Apple GPU Supplier Imagination Tech Says Apple Plans to Build its Own GPU in 1-2 Years (Apr 3, 2017)
This already feels likely to be one of the biggest news items of the week (incidentally, you can now use the Like button below to vote for this post if you agree – the posts that get the most votes are more likely to be included in my News Roundup Podcast at the end of the week). There have been ongoing reports that Apple would like to build more of its own in-house technology, and GPUs have seemed at least a candidate given that Apple was said for a while to be mulling an acquisition of the company, and has been bringing Imagination Tech employees on board since the deal didn’t go ahead. The GPU obviously has a number of existing applications, but GPU technology has increasingly been used for AI and machine learning, so that’s an obvious future direction, along with Apple’s reported investment in AR. Apple’s ownership of its A-series chips (and increasingly other chips like its M and W series) is a key source of competitive advantage, and the deeper it gets into other chip categories, the more it’s likely to extend that advantage in these areas. This is, of course, also a unique example of Apple making a direct statement about a future strategy (albeit via a third party): as Apple is IMG’s largest customer, it had to disclose the guidance from Apple because it’s so material to its future prospects – the company’s share price has dropped 62% as of when I’m writing this.

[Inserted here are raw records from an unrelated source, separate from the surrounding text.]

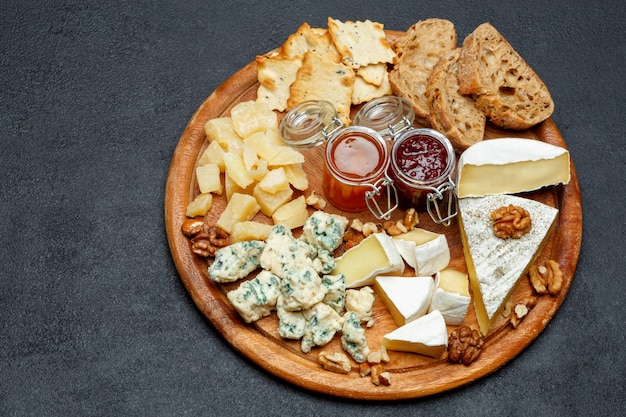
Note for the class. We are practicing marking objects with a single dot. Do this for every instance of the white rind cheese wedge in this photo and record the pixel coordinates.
(451, 296)
(426, 252)
(426, 335)
(406, 298)
(509, 166)
(375, 255)
(495, 265)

Yet another story about using either AI or deep learning (or both) to solve a real-world problem, from Google. This time, it’s an application miles away from any of Google’s current businesses (though perhaps a little relevant to some of the Other Bets), but the point is that Google is finding a very broad set of applications for its capabilities here, which can of course be applied back to lots of things which are relevant to the core Google business (as well as providing tangible human benefits if adopted by other organizations).
I love the term “Google cousin” to describe the non-Google companies under the Alphabet umbrella (though confusingly Jigsaw’s website makes it seem as if it’s actually part of Google despite no longer being called Google Ideas). The bigger point here is that this is a clever use of machine learning to solve a real problem, which I’m always a big fan of. Online comments can be horrible and very time consuming to moderate, and this API can be used by publishers to filter out the most “toxic” of those moments. Having said that, the sample comments Jigsaw shows to demonstrate the tool highlight just how inane most online comments are regardless of whether they’re actually toxic, calling into question for me at least whether they’re worth having at all. But this Perspective tool seems to be part of a broader push around technologies for increasing “safety” in various scenarios – that’s definitely the message you get at the Jigsaw website.